- Cham Puneh Location within Iran
- Coordinates: 33°34′11″N 47°53′55″E﻿ / ﻿33.56972°N 47.89861°E
- Country: Iran
- Province: Lorestan
- County: Chegeni
- District: Shahivand
- Rural District: Kashkan-e Jonubi

Population (2016)
- • Total: 15
- Time zone: UTC+3:30 (IRST)

= Cham Puneh =

Village in Lorestan province, Iran

Cham Puneh (چم پونه) (Note: Also romanized as Cham Pūneh; also known as Valīābād-e Cham Pūneh) is a village in Kashkan-e Jonubi Rural District of Shahivand District in Chegeni County, (Note: Formerly Dowreh County) Lorestan province, Iran.

==Demographics==
===Population===
At the time of the 2006 National Census, the village's population was 20 in five households, when it was in Teshkan Rural District of the former Dowreh-ye Chegeni District in Khorramabad County.
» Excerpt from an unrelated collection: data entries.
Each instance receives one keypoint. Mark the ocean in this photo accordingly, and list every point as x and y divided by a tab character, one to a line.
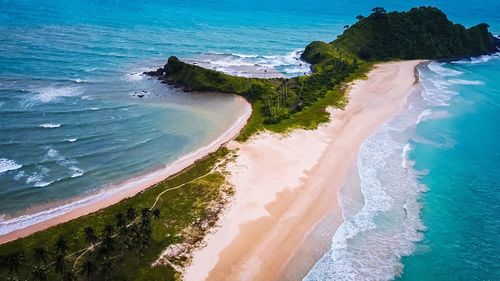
72	123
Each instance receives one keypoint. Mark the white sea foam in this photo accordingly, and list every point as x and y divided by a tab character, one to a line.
42	183
423	115
369	245
437	91
8	165
69	164
38	178
478	60
7	226
254	65
49	125
50	94
466	82
135	76
439	69
404	156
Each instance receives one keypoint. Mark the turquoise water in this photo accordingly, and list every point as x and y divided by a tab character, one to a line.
461	156
71	122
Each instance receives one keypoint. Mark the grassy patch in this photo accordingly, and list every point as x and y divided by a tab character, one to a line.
179	208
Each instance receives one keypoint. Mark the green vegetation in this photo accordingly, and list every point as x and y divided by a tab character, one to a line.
420	33
281	104
123	241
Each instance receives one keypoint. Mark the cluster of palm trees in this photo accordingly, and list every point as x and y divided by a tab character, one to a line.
132	235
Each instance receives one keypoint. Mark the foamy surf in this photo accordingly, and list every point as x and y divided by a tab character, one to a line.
466	82
50	94
478	60
254	65
49	125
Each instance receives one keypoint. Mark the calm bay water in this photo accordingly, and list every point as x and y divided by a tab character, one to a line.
70	122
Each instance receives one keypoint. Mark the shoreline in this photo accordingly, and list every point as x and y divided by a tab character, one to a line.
128	188
285	185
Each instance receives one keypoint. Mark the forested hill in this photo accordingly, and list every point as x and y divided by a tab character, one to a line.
420	33
280	104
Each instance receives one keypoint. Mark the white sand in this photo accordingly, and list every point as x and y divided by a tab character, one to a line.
285	185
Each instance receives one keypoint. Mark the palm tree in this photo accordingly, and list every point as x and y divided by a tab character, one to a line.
108	230
60	264
39	273
41	256
131	214
61	246
120	220
69	275
88	269
90	236
106	267
156	213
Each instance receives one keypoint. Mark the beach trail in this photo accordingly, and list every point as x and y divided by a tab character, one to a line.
131	187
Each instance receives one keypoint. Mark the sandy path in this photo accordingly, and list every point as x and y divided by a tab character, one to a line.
286	184
133	186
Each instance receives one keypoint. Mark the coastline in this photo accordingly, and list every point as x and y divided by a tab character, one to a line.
130	187
283	190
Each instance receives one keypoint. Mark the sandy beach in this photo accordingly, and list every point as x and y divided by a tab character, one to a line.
131	187
285	185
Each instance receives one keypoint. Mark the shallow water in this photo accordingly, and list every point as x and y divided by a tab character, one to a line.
71	121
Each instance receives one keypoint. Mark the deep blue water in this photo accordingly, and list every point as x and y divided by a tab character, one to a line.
70	123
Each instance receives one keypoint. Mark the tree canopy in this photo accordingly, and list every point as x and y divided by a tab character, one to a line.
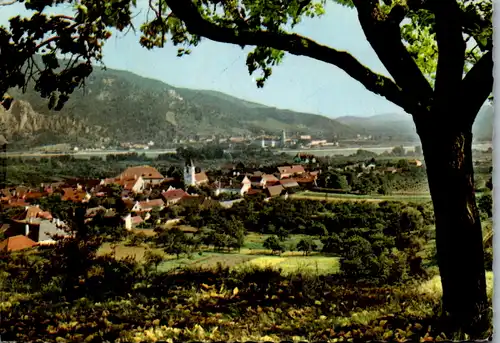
405	34
438	54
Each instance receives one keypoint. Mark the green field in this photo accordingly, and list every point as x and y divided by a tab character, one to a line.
417	197
252	254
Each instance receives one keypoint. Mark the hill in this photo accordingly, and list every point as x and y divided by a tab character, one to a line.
119	106
400	126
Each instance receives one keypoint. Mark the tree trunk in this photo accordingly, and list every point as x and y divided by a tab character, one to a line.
448	157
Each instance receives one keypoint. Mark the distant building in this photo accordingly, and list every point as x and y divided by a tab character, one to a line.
191	177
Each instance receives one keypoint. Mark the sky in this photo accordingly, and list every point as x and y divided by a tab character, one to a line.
299	83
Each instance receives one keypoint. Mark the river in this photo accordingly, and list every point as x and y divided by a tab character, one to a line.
318	152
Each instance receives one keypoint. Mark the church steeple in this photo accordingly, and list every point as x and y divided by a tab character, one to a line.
189	172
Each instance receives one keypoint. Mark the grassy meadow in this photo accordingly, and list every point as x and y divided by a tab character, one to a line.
415	197
251	255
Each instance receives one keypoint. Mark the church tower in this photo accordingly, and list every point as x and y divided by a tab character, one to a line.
189	173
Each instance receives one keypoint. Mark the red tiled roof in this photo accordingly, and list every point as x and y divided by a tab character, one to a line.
275	190
73	195
295	169
126	182
136	220
151	203
14	243
16	203
174	194
200	177
253	191
147	172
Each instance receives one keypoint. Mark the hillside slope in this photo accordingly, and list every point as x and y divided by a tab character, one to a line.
119	106
401	126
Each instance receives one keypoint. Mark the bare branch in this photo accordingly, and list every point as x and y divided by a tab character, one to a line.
384	35
7	3
451	47
294	44
477	85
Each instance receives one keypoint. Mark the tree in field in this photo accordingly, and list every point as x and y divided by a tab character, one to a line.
273	243
438	54
306	245
153	259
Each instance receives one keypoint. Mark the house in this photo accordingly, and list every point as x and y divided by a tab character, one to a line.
148	205
240	188
263	181
16	243
274	191
288	171
191	177
88	185
94	211
150	175
15	202
304	158
47	230
416	163
135	184
173	195
38	225
75	195
230	203
131	222
289	183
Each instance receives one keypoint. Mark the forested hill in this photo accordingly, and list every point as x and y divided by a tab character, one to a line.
118	106
400	126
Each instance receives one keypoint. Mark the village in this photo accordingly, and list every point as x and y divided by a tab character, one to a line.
144	189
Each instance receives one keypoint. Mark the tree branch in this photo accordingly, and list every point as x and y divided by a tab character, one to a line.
451	48
477	85
295	44
384	35
7	3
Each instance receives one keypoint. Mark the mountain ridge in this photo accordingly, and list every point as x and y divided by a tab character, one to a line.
119	106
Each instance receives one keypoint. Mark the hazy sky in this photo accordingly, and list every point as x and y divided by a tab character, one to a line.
299	83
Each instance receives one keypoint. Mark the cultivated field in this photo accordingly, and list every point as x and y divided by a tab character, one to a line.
252	254
415	197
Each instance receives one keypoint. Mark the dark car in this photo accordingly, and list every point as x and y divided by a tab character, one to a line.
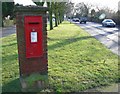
83	20
108	22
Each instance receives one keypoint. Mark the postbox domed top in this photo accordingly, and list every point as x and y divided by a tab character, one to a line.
30	8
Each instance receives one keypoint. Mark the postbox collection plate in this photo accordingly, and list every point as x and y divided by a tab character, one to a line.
33	36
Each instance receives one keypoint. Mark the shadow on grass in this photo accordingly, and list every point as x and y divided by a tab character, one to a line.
9	44
66	41
13	86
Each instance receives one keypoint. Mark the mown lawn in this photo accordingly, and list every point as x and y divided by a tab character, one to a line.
76	61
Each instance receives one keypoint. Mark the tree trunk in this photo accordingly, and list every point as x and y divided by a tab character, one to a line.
50	15
50	19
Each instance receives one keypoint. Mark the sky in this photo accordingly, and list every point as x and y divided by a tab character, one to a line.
112	4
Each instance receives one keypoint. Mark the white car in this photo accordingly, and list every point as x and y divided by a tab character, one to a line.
108	22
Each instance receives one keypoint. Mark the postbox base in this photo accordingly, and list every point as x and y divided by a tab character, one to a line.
34	83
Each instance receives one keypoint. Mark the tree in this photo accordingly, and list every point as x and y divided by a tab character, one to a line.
81	10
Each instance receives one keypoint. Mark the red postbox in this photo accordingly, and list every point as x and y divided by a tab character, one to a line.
32	39
34	36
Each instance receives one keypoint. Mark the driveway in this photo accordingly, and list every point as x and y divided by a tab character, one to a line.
106	35
7	31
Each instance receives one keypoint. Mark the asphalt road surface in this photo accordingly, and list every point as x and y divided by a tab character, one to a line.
109	36
106	35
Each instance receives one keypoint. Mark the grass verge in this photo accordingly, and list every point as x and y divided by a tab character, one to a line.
76	61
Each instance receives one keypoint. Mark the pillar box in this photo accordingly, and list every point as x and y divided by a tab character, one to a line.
31	23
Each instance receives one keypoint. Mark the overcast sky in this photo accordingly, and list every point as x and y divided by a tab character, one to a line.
112	4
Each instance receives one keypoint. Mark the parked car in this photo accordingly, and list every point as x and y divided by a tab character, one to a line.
108	22
76	19
83	20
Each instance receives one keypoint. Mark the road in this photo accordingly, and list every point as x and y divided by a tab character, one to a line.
7	31
106	35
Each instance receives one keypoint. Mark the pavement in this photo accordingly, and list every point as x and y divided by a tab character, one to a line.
7	31
106	35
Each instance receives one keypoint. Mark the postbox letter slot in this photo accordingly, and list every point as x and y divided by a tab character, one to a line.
33	22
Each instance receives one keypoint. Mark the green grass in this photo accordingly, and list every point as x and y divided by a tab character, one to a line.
76	61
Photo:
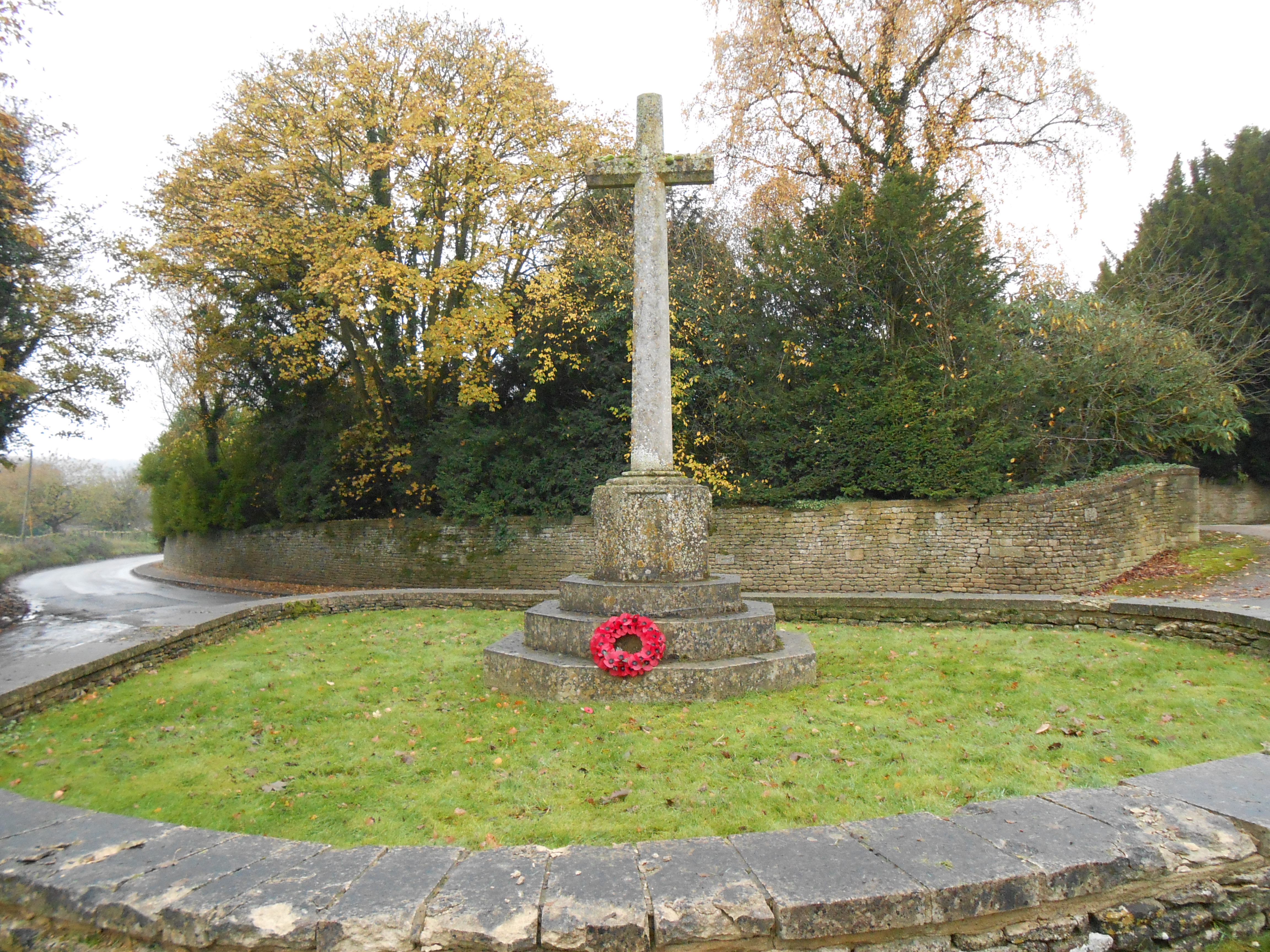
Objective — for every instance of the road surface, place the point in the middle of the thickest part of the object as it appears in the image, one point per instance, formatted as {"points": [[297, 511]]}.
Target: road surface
{"points": [[83, 612]]}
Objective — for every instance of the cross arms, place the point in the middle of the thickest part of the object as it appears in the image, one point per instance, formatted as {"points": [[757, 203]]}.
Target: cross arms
{"points": [[624, 171]]}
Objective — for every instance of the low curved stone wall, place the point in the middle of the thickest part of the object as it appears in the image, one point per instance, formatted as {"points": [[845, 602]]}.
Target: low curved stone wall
{"points": [[1067, 540], [1227, 629], [1175, 860], [1169, 861]]}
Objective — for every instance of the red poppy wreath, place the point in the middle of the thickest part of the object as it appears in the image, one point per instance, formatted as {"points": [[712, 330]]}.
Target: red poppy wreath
{"points": [[628, 664]]}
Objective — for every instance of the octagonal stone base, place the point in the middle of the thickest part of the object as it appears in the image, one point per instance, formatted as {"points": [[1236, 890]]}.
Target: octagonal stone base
{"points": [[515, 669]]}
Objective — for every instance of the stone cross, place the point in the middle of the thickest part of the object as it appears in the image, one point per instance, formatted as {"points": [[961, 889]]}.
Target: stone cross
{"points": [[649, 171]]}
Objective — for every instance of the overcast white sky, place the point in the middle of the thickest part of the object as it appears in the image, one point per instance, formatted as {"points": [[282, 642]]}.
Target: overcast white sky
{"points": [[130, 74]]}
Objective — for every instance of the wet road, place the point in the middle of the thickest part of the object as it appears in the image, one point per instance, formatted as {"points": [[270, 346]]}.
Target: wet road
{"points": [[83, 612]]}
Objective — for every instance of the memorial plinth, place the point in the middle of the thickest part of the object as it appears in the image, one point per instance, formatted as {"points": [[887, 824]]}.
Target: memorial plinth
{"points": [[652, 560], [652, 523]]}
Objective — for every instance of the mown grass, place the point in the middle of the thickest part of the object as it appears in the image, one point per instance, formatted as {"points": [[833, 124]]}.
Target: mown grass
{"points": [[1220, 555], [381, 730], [18, 556]]}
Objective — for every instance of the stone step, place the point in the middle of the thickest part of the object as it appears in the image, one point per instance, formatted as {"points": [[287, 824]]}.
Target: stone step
{"points": [[718, 594], [549, 628], [513, 668]]}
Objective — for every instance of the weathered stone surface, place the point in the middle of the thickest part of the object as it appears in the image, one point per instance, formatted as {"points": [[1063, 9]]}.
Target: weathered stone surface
{"points": [[491, 900], [1191, 944], [515, 669], [1076, 853], [714, 596], [548, 628], [1050, 931], [284, 913], [1178, 833], [917, 944], [21, 814], [1178, 923], [1242, 905], [652, 529], [980, 941], [1010, 544], [35, 856], [1246, 928], [193, 918], [826, 883], [964, 872], [703, 893], [82, 888], [1204, 892], [383, 911], [136, 907], [1237, 788], [595, 902]]}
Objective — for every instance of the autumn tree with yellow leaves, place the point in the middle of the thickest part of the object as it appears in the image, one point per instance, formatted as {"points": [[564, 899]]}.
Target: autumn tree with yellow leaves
{"points": [[365, 219], [817, 93]]}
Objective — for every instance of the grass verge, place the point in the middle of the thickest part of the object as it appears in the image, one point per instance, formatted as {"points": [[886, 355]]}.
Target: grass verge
{"points": [[375, 728], [1175, 573], [18, 556]]}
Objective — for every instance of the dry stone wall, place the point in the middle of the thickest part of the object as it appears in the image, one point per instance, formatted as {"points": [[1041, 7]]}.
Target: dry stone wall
{"points": [[1233, 503], [1067, 540]]}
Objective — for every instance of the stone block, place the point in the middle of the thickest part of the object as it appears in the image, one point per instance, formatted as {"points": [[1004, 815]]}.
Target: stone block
{"points": [[284, 913], [383, 911], [91, 890], [1237, 788], [1159, 832], [1240, 908], [966, 874], [491, 900], [512, 668], [980, 941], [701, 892], [20, 814], [1191, 944], [1179, 923], [1051, 931], [1248, 928], [193, 918], [595, 902], [715, 594], [138, 905], [32, 857], [1206, 892], [752, 631], [652, 529], [825, 883], [1127, 917], [1077, 855]]}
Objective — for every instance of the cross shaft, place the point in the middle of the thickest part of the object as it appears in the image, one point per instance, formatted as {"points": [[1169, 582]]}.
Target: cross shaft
{"points": [[649, 172]]}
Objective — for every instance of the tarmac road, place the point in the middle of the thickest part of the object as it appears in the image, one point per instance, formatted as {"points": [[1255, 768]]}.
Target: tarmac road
{"points": [[83, 612]]}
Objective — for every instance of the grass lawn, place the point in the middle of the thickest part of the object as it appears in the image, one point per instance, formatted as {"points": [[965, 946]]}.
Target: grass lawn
{"points": [[1218, 555], [375, 728]]}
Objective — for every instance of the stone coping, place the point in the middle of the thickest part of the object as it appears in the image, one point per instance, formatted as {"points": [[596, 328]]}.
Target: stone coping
{"points": [[1161, 860], [1175, 859], [1227, 628]]}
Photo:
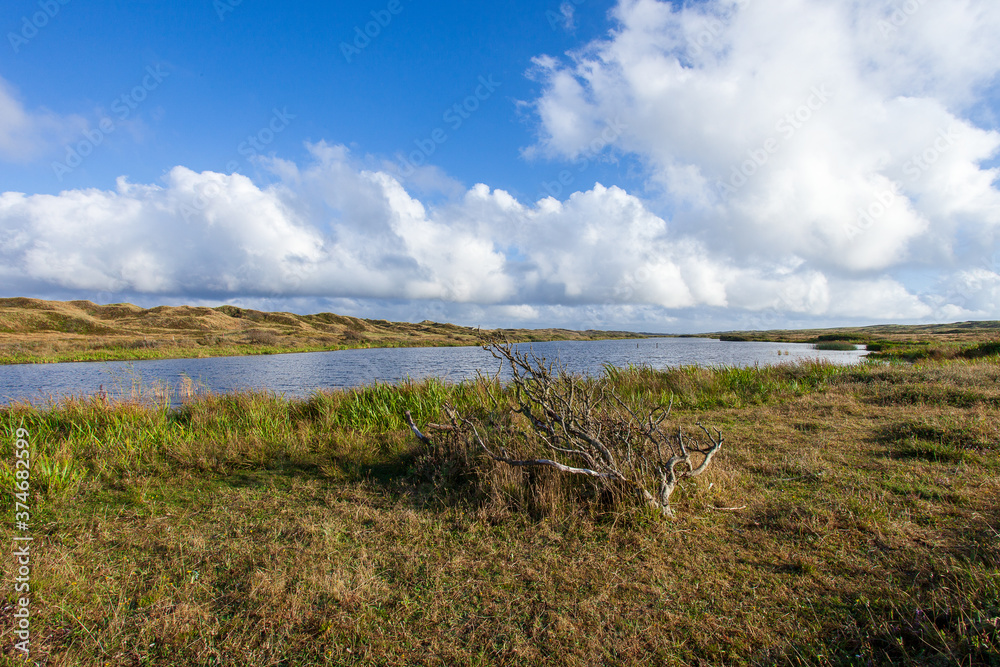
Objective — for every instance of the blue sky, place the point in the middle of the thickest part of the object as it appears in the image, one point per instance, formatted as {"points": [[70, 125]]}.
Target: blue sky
{"points": [[227, 68], [634, 164]]}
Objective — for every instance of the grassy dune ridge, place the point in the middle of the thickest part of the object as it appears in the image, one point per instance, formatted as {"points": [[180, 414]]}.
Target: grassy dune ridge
{"points": [[852, 518], [32, 331]]}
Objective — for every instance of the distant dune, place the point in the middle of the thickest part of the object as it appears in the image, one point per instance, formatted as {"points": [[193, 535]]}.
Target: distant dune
{"points": [[33, 330]]}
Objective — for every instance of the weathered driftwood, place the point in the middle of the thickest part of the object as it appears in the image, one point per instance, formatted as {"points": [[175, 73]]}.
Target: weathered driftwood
{"points": [[572, 419]]}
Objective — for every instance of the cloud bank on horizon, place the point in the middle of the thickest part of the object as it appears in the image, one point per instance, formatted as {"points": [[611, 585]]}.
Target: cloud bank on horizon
{"points": [[803, 162]]}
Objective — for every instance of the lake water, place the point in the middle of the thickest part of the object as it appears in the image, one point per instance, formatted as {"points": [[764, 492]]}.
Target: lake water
{"points": [[301, 374]]}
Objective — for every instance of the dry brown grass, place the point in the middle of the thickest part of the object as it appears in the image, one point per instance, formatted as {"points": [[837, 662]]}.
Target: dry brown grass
{"points": [[32, 330]]}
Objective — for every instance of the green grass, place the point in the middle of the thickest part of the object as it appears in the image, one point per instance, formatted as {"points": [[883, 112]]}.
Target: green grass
{"points": [[851, 519]]}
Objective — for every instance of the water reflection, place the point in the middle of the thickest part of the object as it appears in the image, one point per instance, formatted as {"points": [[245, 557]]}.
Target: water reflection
{"points": [[301, 374]]}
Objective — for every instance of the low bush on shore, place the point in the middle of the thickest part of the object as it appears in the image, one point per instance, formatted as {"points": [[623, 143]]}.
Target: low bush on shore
{"points": [[851, 519]]}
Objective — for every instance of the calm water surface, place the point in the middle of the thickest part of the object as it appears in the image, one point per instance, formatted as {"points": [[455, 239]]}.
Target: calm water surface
{"points": [[301, 374]]}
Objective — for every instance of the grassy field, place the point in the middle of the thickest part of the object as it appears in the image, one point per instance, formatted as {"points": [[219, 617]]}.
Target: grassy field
{"points": [[851, 518], [34, 331]]}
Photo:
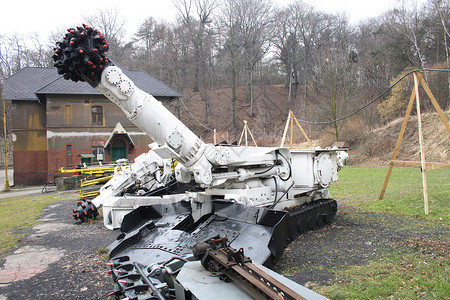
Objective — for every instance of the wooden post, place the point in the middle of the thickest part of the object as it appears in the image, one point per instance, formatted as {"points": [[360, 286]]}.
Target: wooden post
{"points": [[422, 152], [435, 104], [304, 133], [291, 116], [286, 127], [6, 185], [253, 138], [290, 121], [245, 130], [399, 141]]}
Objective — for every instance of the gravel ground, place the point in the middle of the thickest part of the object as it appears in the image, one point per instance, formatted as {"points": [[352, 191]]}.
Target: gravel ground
{"points": [[69, 266]]}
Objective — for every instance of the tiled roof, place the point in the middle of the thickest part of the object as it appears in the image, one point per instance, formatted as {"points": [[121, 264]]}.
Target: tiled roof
{"points": [[23, 84], [29, 82]]}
The following census in 2011 counted 15 people in five households, by which time the district had been separated from the county in the establishment of Dowreh County. (Note: Renamed Chegeni County) The rural district was transferred to the new Chegeni District, (Note: Renamed the Central District) and the village was transferred to Kashkan-e Jonubi Rural District created in the new Shahivand District. The 2016 census again measured the population of the village as 15 people in five households.